Bodhapañcadaśikā d'Abhinavagupta (2)
9.
Ainsi, les émissions et les résorptions fragmentatrices œuvres de l'énergie inhérente à Sa liberté découlent de Sa propre nature [et] y résident.
Toutes les formes de création et de destruction existent dans la nature même de Śiva et n'en sont pas distinctes. C'est à cause de l'ignorance, c'est-à-dire de la connaissance limitée propre aux êtres manifestés, qu'elles semblent avoir une existence propre différenciée. La perception purement sensorielle, liée à l'action, masque l'essence divine des choses. La connaissance, intellectuelle et intuitive, de la suprême Conscience la révèle. De l'individuel, on passe à l'universel.
10.
La diversité de ces émissions et de ces résorptions est sans fin dans toutes les directions, sur tous les plans d'existence et en leur sein. La notion de bonheur et de malheur [est elle-même] le produit (de Sa liberté).
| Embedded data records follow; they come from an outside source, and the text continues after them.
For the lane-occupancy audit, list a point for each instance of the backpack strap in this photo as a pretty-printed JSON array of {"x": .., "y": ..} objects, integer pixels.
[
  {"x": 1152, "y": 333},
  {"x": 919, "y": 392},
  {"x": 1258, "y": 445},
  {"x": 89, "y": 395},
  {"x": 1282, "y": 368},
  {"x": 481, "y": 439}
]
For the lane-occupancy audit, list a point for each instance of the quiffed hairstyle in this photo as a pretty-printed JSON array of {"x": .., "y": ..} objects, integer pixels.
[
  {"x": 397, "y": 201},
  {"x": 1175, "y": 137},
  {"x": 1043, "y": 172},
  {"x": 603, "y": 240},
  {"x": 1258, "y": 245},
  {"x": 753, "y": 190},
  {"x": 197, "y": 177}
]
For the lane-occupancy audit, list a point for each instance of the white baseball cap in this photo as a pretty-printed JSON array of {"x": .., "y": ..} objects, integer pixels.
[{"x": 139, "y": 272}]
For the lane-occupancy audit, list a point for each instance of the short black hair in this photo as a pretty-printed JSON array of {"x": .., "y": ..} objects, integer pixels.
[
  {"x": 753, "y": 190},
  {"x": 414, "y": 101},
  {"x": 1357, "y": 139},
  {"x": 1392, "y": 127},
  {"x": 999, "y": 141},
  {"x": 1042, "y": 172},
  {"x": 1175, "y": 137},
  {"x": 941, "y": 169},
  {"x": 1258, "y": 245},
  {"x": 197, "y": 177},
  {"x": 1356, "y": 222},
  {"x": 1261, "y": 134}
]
À tous les niveaux de l'ensemble des mondes (le Shivaïsme en dénombre 118) règne une infinie et constante diversité, non seulement sur le plan de l'action (modes de vie, notions de temps, etc.), mais aussi de concepts comme le bonheur et le malheur qui eux aussi n'existent que du fait de l'ignorance.
11.
Ne pas comprendre cela est également le fait de Sa liberté et inspire assurément la terreur du cycle des renaissances chez les êtres bornés.
Tels des rats prisonniers de leur roue, les êtres qui ne comprennent pas la nature du jeu divin vivent et revivent à l'infini les tribulations de l'existence manifestée. Il ne tient pourtant qu'à eux de s'éveiller à la connaissance et de prendre refuge dans la suprême Réalité ainsi révélée pour que la terreur disparaisse. L'ignorance de la véritable nature du monde est bien la mère de tous les maux.
12.
En vérité, [l'éveil] se produit pour une raison et par un moyen quelconques : le nectar de Sa grâce, l'enseignement d'un maître ou l'étude des traités consacrés au suprême Seigneur, Paramaśiva.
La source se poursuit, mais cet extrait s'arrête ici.